Jia Chunyang, a teenager from the coastal city Qingdao, is a typical patient. Wearing a military-green jumpsuit and hip black-framed glasses, he explains that Counterstrike is his "drug" of choice. A couple years ago his gaming habit – which he indulged at least five or six hours a day – started to seriously affect his life.

"My relations with friends weren't good; I only communicated with them online," says Jia. "I stole money from my family and skipped school. And the games also affected my personality. If I couldn't play for a while, I would feel upset."

He hit bottom in 2006, when he ran away from home and went on a 15-day Counterstrike bender in an Internet cafe. He took breaks for instant noodles and half-hour catnaps, but otherwise went on an uninterrupted shoot-'em-up spree, as his parents searched for him.

Now, at the rehab center, he says he's feeling much better. He was touched by his parents' willingness to come all the way to Beijing to try to address his problems.

He says the toughest parts of rehab are the evening exercises and military training. But he credits the center with helping him regain control of his life. "It's changed me a lot," says Jia, giving him structure, access to counseling, and new friends. "I feel like we're brothers, sharing this different life together ... sometimes I don't want to leave."

A symptom of rapid modernization

Tao emphasizes that "Internet addiction" is a symptom of deeper family and psychological problems. The majority of patients come from broken homes or were emotionally neglected in childhood, he says, which is why he insists on treating young patients together with their parents.

He says more than 20 percent of patients also have psychological problems such as attention deficit hyperactivity or personality disorders, which require more attention.

Still, he says his center gives young men and women and their families a chance to face their demons head-on, and try to kick Internet habits which have interfered with their schooling, work, and personal relationships.

The center is on the cutting edge of Chinese society, in which seeking help for mental illness, family problems, or addiction has traditionally been rejected as a shameful loss of "face."

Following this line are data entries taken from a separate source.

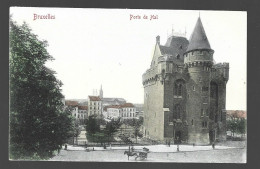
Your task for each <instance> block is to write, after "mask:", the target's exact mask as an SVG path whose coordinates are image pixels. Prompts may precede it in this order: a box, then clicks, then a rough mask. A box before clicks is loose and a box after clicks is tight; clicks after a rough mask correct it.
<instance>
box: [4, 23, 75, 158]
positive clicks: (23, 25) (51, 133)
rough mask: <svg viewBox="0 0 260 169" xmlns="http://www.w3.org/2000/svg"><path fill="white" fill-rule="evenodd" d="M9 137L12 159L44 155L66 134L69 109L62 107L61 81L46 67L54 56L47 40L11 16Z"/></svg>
mask: <svg viewBox="0 0 260 169" xmlns="http://www.w3.org/2000/svg"><path fill="white" fill-rule="evenodd" d="M9 28H10V34H9V39H10V53H9V54H10V56H9V67H10V72H9V74H10V137H9V139H10V140H9V151H10V158H11V159H32V158H33V159H47V158H49V157H51V156H52V155H53V153H54V152H55V151H56V150H59V149H61V146H62V144H64V143H65V142H66V139H67V138H68V137H69V132H70V131H71V127H72V117H71V115H70V112H69V111H67V110H64V105H63V103H62V99H63V98H64V97H63V95H62V94H61V86H62V83H61V81H59V80H57V79H56V77H55V75H54V73H55V72H54V71H52V70H50V69H48V68H47V67H45V63H46V61H48V60H51V59H53V58H52V57H51V56H50V55H49V53H48V52H47V49H46V47H47V46H48V43H47V41H43V40H39V39H38V37H37V35H35V34H33V33H32V31H31V29H30V28H29V26H28V25H27V24H26V23H24V24H23V25H21V26H20V25H18V24H17V23H15V22H14V21H12V19H10V27H9Z"/></svg>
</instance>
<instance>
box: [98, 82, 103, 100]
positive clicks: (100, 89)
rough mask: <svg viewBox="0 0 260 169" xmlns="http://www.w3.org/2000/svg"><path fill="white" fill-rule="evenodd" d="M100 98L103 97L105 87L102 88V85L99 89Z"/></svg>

But Tao says such attitudes are changing as China's modernization poses new social challenges: higher pressures in China's hyper-competitive workplace, breakdown of family ties, higher divorce rates, rapid commercialization, and issues related to new technologies.

In China, he says, Internet addiction is mostly a problem for teens – as opposed to the US, where it affects more adults (in particular, US males addicted to online pornography).

Back at the center, the mother of one patient from Jiangsu Province says her generation was spared what she calls the "mental heroin" of online games and content that hooks kids. "I think this kind of treatment is good," says the mother, who did not want to give her name out of embarrassment over her family's problems. "It combines psychological, medical, educational, military, and physical exercise."

Despite the military-style discipline, the patients also have fun. Tao shows off the mock AK-47 assault rifles and battle gear they use for "laser tag" games. Later, 40 Internet addicts in military-green jumpsuits huddle in a conference room for some team-building exercises, as their "counselors" – PLA soldiers – watch.

As the song "If you're happy and you know it" plays, two web addicts at a time spin around until dizzy, then try to race each other across the room. Later, they line up in pairs to pop pink balloons by hugging each other tightly, amid raucous laughter.

"Every child in this rehab center has a sad or miserable history, because their parents didn't treat them justly," says Tao. "Here, they can build their confidence, become more social, and develop group spirit."

Zhang Yajun contributed to this article.